So neuer Versuch, nachdem vorhin alles futsch war...

Emmely wird von uns zur Schule gebracht. In der Regel macht mein Mann das weil er das mit seinem Arbeitsweg liegt, wenn er schon zeitig Termine hat dann übernehme ich das.
Vorweg zur Erklärung: Sie könnte theoretisch mit dem Bus fahren, wir möchten das aber nicht.
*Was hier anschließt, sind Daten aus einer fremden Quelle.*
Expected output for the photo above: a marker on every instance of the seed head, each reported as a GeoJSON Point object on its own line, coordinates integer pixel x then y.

Es fährt lediglich 1 Kind aus dem Ort auch in diesem Schulbus, alles andere sind Schüler der weiterführenden Schule, und dieses Kind geht schon in die dritte Klasse und wird auch selbst oft gefahren. Zude ist die Schulbussituation nicht wirklich befriedigend, oft auch eher fraglich was die Sicherheit angeht.
Aber wir müssen eh fahren von daher bleibt das so.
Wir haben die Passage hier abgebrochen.